Friday, December 17, 2010

Lighthouse Lasagna

This delicious dinner started making its way around an online mom's group I frequent, and I added it to my menu as soon as I saw it. This faux lasagna might not be the best weekday meal due to the simmering and baking time, but it's perfect if you can prep it ahead of time or wait until the weekend. It's easy and delicious, and it feeds an army - it fed my family of four plus gave me lunch for a couple of days.


Lighthouse Lasagna
  • 1 pound ground meat
  • 1 small can tomato paste
  • 1 (8-ounce) can tomato sauce
  • 1 teaspoon sugar
  • Coarse salt
  • 12 ounces egg noodles
  • 1 tablespoon unsalted butter
  • 1 1/2 cup sour cream
  • 5 ounces cream cheese, at room temperature
  • 1 bunch scallions, finely chopped
  • 8 ounces shredded mozzarella cheese

Heat the oven to 350 degrees.

Sauté the meat until lightly browned in a large skillet over medium heat, breaking it up as it cooks. Add the tomato paste, tomato sauce, and sugar. (Next time I will add salt too) Fill the tomato paste can with water and stir it in. Simmer, covered, for 15 to 20 minutes.

Fill a large pot with water, salt it, and bring it to a boil. Add the egg
noodles and cook them until tender.
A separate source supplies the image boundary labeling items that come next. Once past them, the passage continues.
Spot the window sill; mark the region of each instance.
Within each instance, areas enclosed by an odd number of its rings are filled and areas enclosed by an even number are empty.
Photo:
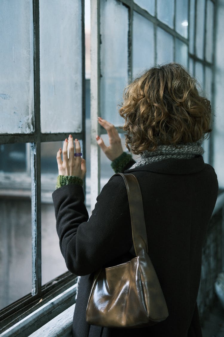
[[[45,327],[46,328],[46,326],[47,326],[48,328],[48,324],[51,326],[51,321],[52,323],[52,320],[53,320],[53,323],[54,323],[53,319],[55,318],[56,319],[57,317],[59,318],[60,314],[62,315],[60,317],[63,317],[63,319],[65,317],[64,315],[66,314],[66,309],[69,308],[71,310],[72,309],[70,307],[74,306],[75,301],[77,286],[77,283],[76,283],[53,298],[43,305],[3,332],[1,334],[1,337],[8,337],[9,336],[10,337],[15,337],[21,336],[26,337],[30,336],[31,334],[35,334],[39,329],[44,329]],[[69,311],[69,312],[70,312],[70,311]],[[68,328],[69,326],[71,327],[71,320],[72,321],[72,315],[71,318],[68,314],[66,326],[64,323],[63,326],[62,325],[62,330],[64,332],[65,329],[68,330],[67,328]],[[32,335],[42,336],[44,335],[41,334],[40,335],[34,334]],[[48,336],[49,335],[48,334],[45,335]],[[55,336],[55,335],[52,335]],[[58,335],[57,334],[57,335]],[[64,336],[71,335],[63,334],[59,335]]]

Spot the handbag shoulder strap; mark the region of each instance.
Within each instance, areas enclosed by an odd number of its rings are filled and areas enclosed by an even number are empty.
[[[130,210],[132,239],[137,256],[142,250],[148,253],[147,235],[140,187],[137,178],[131,173],[114,175],[116,175],[121,176],[125,183]],[[140,254],[142,255],[142,253]]]

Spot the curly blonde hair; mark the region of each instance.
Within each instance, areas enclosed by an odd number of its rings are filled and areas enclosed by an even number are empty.
[[[180,64],[153,67],[125,90],[119,110],[126,146],[135,154],[159,145],[195,142],[212,131],[210,101]]]

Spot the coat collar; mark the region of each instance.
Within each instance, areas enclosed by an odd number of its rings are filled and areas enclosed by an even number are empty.
[[[126,170],[125,173],[148,171],[163,174],[190,174],[202,171],[205,164],[202,156],[191,159],[166,159]]]

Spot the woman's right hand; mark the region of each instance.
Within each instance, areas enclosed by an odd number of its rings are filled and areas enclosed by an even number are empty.
[[[109,146],[106,146],[102,138],[98,135],[96,139],[98,145],[107,157],[113,161],[123,153],[121,138],[115,127],[101,117],[98,117],[99,124],[106,130],[109,137]]]

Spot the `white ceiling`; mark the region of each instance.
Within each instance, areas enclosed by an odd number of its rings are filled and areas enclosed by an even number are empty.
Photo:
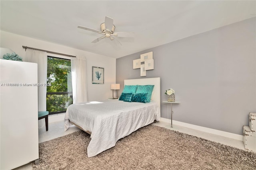
[[[0,28],[117,58],[255,17],[256,2],[1,0]],[[106,16],[115,32],[135,37],[117,38],[122,46],[106,38],[93,44],[101,34],[77,28],[100,30]]]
Drain the noodles, then return them to the pot. Stir in the butter.

Mix the sour cream, cream cheese, and scallions in a small ­bowl. Make two layers of the ingredients in a large casserole dish, as follows: Spread a little sauce over the bottom of the dish, top with a layer of noodles, then spread half of the sour cream mixture and half of the meat sauce. Repeat these steps. Top the lasagna with the sliced cheddar.

Bake for 45 to 50 minutes (I only baked it for 30 mins), until the lasagna mixture is bubbly and the cheese is lightly browned.